Ugur Kukuc suggested that the use of contact-force sensors on catheters is an example of the Fence Paradox in surgical medicine. Normal catheters used for atrial fibrillation ablation only cause atrioesophageal fistulae (a fatal side effect) on 0.9% of interventions; catheters with contact-force sensors, designed to help doctors proceed more safely, end up causing fistulae on 5.4% of interventions, a 4-folds increase. Could it be because of the increased perception of safety? Further studies have been recommended.
The magical pill
Imagine the following scenario: scientists discover a magical pill which, if taken once per day, removes the negative effects of smoking five cigarettes per day (people can only safely take one pill per day; the pill has no side effects if taken in such a dose). The discovery is celebrated, and the scientists involved win a Nobel prize. However, what is a likely result, in the long term? Those who smoked 1-2 cigarettes per day keep smoking them, and are spared from health problems. Anyway, they were the ones less likely to have severe problems, so this is a very small win. Of those who smoked five cigarettes, very few will keep smoking only five: most of them will end up smoking five more cigarettes than they did before. More importantly, a novel message will spread: “It is now safe to smoke up to five cigarettes per day!”. Millions of people start smoking. How many of them will stop at five cigarettes per day? Not many, probably. Also, passive smoke will become a much bigger issue. Finally: the extensive tests before release established that the pill has no side effect if taken once per day. But how many people will smoke ten cigarettes and take two pills per day?

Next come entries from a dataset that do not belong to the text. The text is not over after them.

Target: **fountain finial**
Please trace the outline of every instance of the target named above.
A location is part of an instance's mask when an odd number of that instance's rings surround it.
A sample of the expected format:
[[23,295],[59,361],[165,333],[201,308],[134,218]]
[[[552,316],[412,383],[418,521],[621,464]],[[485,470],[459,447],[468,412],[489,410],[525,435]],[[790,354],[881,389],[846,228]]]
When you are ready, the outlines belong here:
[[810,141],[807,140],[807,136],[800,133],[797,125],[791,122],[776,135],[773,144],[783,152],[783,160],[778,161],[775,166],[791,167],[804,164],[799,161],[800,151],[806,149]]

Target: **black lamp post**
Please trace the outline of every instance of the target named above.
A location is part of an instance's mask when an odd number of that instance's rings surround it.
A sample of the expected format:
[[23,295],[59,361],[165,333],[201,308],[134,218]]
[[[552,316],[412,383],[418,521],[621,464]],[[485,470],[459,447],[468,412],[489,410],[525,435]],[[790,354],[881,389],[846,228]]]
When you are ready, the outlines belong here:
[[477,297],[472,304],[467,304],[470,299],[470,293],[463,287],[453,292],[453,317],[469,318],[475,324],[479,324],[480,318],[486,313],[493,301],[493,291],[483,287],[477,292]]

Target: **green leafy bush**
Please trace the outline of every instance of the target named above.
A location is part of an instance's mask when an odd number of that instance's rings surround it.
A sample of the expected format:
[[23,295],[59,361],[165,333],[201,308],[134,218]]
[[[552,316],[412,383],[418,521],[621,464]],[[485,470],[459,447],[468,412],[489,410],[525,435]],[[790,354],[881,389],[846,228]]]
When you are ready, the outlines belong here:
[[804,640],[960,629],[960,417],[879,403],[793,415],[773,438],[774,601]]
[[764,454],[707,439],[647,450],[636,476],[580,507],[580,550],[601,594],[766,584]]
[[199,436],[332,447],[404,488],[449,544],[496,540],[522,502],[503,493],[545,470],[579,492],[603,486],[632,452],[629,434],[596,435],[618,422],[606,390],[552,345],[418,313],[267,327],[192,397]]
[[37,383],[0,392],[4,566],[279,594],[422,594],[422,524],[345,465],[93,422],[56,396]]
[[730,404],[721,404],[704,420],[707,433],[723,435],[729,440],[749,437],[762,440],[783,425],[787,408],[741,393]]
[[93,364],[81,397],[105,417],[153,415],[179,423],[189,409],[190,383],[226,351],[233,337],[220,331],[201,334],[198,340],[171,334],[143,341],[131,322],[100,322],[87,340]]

In the long term, did the magical pill save or kill people?
Of course, we should heavily invest in medical research and in the productions of technologies (drugs, procedures, instruments, etc.) to keep us healthier. However, we should be careful not to build fences to which people can lie on. We should refrain from technologies that suppress pain when it is a learning signal. We should understand that if a new technology allows us to either do something more safely or more efficiently, humans will never choose the former, and that this will cause a shift from many small damages to a few catastrophes (will the efficiency gain ultimately worth it?). We should design and evaluate technologies not only taking into account their short-term gain, but, more importantly, the long-term shift in behavior they will cause.
: From 51.2 to 58.2 years old in the 1952-2002 period, for adults of age 20; source: Centers for Disease Control and Prevention.
: I have some skin in the game in saying this. I have been suffering for 2 years of chronic pain. It took me some time and courage to understand that the way to go was not to take pills, but rather not to take them, and try to improve my lifestyle and posture. It took me months of pain to get me to do something to improve the way I was sitting and working. I am now almost free of pain, and living an healthier life.
: On this topic, I suggest reading John Sarno’s The Divided Mind.